Part of the problem is that most of my students have never seriously studied the history of racism. I teach in a predominantly white private school with very few black employees and the students are from fairly wealthy families in predominantly white neighborhoods. All of this lends itself to a certain level of defensiveness whenever the topic is raised. Some students no doubt feel threatened or believe they are being made to feel partly responsible for the past. It is difficult to make clear to the students that the goal is to understand how societies develop along racial lines so that we can more clearly address the nature of the problem. How did colonization, the cultivation of tobacco, the demand for rich land, and a labor force shape a slave nation by the middle of the 18th century? Throughout it all I try my best to make it clear that black slaves never surrendered some level of autonomy, but continually negotiated and took advantage of opportunities for self expression and autonomy. The point I am trying to make is that a close look at racism and slavery can be taught in a way that reflects the kind of story that most Americans relish in, which is the desire for freedom involving stories of individuals and groups and the lengths they are willing to go to achieve their ends.

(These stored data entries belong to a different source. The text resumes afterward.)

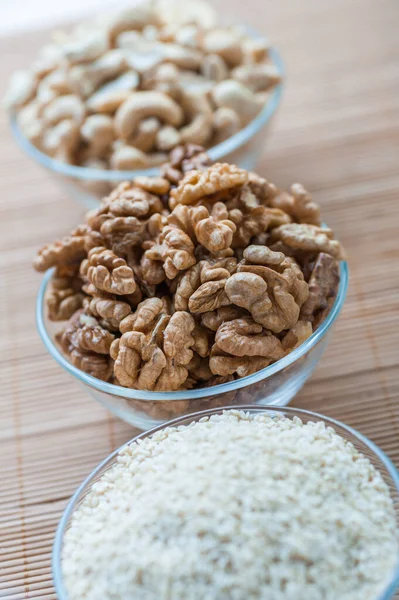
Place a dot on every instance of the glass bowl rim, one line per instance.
(197, 393)
(216, 153)
(329, 421)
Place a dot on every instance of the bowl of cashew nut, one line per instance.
(110, 99)
(204, 287)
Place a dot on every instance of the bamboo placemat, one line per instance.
(338, 133)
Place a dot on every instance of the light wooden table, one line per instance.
(338, 133)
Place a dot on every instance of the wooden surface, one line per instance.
(338, 133)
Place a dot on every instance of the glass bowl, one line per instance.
(379, 460)
(88, 185)
(275, 385)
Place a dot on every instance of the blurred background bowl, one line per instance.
(275, 385)
(376, 456)
(87, 186)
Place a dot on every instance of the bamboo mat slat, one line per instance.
(338, 133)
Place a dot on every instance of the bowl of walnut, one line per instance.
(178, 294)
(112, 98)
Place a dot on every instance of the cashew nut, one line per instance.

Reconstruction is a perfect opportunity to make this point as clearly as possible to my students. Most of our time in class is spent analyzing how black and white Americans worked together to achieve certain political ends during the turbulent period following the Civil War. The story in and of itself includes all of the components that make for the quintessential American story. Yes, the story ends with the Redeemers back in power, but that did not end black political action – a point that C. Van Woodward reminded us over 50 years ago in Origins of the New South: 1877-1913 and one that I am still learning about as it relates to the Readjusters here in Virginia. The history should be taught not simply to reveal the hideousness of racism, but also as part of the exciting story of American freedom. The trick is to bring my students to the point where they see themselves in the slaves and the newly-freed blacks in the same way that many white Americans have traditionally identified with the Founding generation. In short, these are stories that can empower young people.